Other selected projects cover a range of atmospheric science topics, including process-level scientific understanding of how atmospheric particles invigorate storms; processes that govern rain, snow, and snowpack in the Rocky Mountains; processes affecting low-level clouds; and impacts of atmospheric particles, heat and moisture on clouds in the Southeast.
Adebiyi, who is affiliated with the Sierra Nevada Research Institute, is studying the impacts of terrestrial radiation by desert dust on warm low-altitude clouds, a subject that has not been heavily investigated.
Mineral dust accounts for about two-thirds of the masses of all aerosols and absorbs about a third of the solar radiation in the atmosphere. It is important, he said, to have an accurate representation of all the pathways of dust interactions. They include the direct radiative effect, in which dust directly scatters and absorbs solar and terrestrial radiation, and the dust semi-direct radiative effect, in which the interaction with radiation is further enhanced or inhibited by the presence of clouds.
“Unlike other aerosol particles, which are generally very tiny, dust particles are relatively big, allowing them to interact with the whole spectrum of radiation,” Adebiyi said.

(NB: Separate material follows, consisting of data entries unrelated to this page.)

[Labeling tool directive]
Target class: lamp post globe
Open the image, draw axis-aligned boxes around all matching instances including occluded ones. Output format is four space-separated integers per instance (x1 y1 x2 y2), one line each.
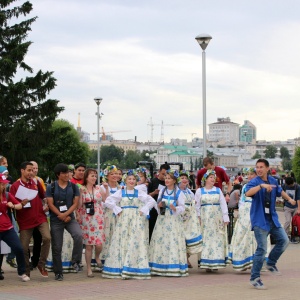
195 33 212 157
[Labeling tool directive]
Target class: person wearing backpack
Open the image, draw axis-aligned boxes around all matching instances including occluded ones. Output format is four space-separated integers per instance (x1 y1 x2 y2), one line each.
46 163 82 281
282 177 300 244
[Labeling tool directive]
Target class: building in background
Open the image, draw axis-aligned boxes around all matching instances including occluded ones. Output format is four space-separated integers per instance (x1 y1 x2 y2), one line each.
239 120 257 144
208 117 239 145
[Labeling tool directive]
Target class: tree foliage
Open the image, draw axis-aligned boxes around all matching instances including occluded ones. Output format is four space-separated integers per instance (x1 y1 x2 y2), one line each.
40 120 90 178
293 147 300 183
264 145 277 158
100 144 124 168
0 0 63 175
252 150 261 159
121 150 142 169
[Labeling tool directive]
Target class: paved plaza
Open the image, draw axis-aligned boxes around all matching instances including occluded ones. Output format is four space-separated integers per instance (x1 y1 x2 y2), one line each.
0 211 300 300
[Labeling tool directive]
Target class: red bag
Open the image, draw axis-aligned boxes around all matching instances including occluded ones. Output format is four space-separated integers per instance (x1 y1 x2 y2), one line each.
291 215 300 237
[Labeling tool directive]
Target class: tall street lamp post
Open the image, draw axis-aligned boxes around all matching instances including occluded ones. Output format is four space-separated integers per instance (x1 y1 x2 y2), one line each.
94 98 102 184
195 33 212 157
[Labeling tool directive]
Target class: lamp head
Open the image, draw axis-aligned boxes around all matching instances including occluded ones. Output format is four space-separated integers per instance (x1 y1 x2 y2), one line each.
195 33 212 50
94 98 102 106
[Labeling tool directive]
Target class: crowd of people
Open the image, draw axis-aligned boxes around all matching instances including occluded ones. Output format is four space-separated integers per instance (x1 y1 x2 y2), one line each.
0 156 300 289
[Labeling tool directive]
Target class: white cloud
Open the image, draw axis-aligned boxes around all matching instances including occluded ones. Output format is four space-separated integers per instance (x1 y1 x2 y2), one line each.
20 0 300 141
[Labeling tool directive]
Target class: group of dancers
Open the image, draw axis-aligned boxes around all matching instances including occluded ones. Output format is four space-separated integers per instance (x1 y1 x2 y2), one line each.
75 166 262 279
2 165 268 279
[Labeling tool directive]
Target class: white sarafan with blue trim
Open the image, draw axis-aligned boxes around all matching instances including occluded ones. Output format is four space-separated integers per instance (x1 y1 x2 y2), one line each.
195 187 229 270
182 188 202 254
149 187 188 276
102 188 156 279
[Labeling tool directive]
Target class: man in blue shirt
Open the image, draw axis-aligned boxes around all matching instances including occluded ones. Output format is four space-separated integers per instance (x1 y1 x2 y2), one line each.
246 159 296 289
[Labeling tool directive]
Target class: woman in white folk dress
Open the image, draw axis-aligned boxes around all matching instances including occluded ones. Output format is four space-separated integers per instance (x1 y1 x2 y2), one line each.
99 165 121 270
195 170 229 272
149 170 188 276
102 170 156 279
78 169 106 278
178 170 202 268
135 167 151 194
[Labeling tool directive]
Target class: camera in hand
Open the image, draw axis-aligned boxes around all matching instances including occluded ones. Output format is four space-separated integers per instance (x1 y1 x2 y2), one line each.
160 202 166 216
84 202 95 216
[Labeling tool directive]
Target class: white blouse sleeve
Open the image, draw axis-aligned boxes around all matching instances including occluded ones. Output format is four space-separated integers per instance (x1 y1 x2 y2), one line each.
138 190 157 217
220 190 229 222
105 190 122 215
173 190 185 216
195 188 201 217
135 184 148 194
154 189 164 215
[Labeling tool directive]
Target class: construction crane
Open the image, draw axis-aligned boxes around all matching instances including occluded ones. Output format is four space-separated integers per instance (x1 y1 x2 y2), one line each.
147 117 182 143
183 132 197 140
93 127 131 141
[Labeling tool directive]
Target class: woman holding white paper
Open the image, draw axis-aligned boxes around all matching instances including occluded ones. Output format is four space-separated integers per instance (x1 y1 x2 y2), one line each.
0 175 30 282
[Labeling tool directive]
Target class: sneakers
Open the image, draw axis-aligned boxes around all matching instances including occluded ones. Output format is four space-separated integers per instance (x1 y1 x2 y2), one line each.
72 263 82 273
6 258 18 268
55 273 64 281
37 266 48 277
19 274 30 282
266 265 281 276
250 277 266 290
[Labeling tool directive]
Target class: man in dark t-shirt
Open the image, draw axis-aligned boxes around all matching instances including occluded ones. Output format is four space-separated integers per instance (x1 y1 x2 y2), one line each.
148 164 170 243
196 157 232 203
46 164 82 281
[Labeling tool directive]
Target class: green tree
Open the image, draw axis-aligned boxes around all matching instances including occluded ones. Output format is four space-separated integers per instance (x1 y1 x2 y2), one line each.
252 150 261 159
281 158 293 170
280 146 291 159
40 120 90 175
264 145 277 158
88 149 98 167
0 0 63 176
100 144 124 166
293 147 300 183
207 150 214 159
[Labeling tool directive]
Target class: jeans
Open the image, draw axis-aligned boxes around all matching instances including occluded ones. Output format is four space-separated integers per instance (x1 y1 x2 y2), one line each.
20 222 51 275
250 221 289 280
51 220 82 274
0 228 26 275
283 206 297 235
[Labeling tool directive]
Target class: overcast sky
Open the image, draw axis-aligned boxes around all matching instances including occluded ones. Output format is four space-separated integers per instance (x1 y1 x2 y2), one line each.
22 0 300 142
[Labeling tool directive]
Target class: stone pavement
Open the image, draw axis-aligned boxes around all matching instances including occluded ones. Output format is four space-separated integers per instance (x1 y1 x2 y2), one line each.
0 212 300 300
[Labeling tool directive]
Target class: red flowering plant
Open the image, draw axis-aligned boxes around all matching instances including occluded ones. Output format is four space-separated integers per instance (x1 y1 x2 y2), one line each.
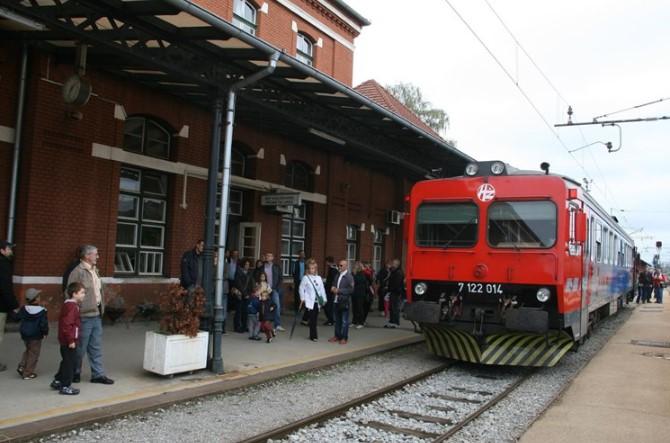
160 284 205 337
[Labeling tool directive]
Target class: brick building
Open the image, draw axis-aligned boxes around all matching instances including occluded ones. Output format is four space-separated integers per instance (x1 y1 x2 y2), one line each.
0 0 469 315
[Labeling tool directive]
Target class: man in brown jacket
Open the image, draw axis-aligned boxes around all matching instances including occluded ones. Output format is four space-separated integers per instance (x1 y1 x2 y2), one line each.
68 245 114 385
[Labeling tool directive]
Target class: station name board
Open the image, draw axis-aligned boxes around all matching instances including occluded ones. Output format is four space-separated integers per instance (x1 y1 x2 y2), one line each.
261 192 302 206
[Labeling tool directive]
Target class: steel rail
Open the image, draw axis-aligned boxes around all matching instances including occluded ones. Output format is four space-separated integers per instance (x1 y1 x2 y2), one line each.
240 361 455 443
433 370 536 443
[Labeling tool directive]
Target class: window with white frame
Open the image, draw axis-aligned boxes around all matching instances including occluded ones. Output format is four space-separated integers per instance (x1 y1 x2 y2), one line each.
114 166 168 276
233 0 257 35
123 117 171 159
296 32 314 66
281 204 307 277
346 225 359 270
372 229 384 272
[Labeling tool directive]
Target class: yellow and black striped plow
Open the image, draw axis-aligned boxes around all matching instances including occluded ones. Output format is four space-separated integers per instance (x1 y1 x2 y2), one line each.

Collaborating with researchers at Argonne and Lawrence Livermore national laboratories, Adebiyi and his Aerosol-Climate Group will work with data from two Atmospheric Radiation Measurement (ARM) sites: the Eastern North Atlantic, on Graciosa Island in the Azores, west of Portugal, and the Southern Great Plains, in situ and remote-sensing instrument clusters arrayed across about 9,000 square miles in north-central Oklahoma and south Kansas. The Southern Great Plains observatory is the world’s largest and most extensive climate research facility.
The Southern Great Plains observatory sits in what is known as the Dust Bowl, and the Eastern North Atlantic data will allow him to look at some of the interactions between radiation and dust from the African continent.
“Africa is one of the understudied continents in the world, and yet it has a huge impact on climate,” Adebiyi said. “Africa is a major source of desert dust into the atmosphere, with the Sahara Desert being the largest source of dust in the world by area and by volume.”
He and his research team will “conduct analyses that partition the ARM observations into cases that characterize impacts of dust absorption properties due to large dust particles, dust-cloud vertical configurations and dust vertical distributions,” Adebiyi wrote in his proposal. He will be accounting for the influence of terrestrial radiation on dust-cloud interactions, which has been mostly unaccounted for in previous studies.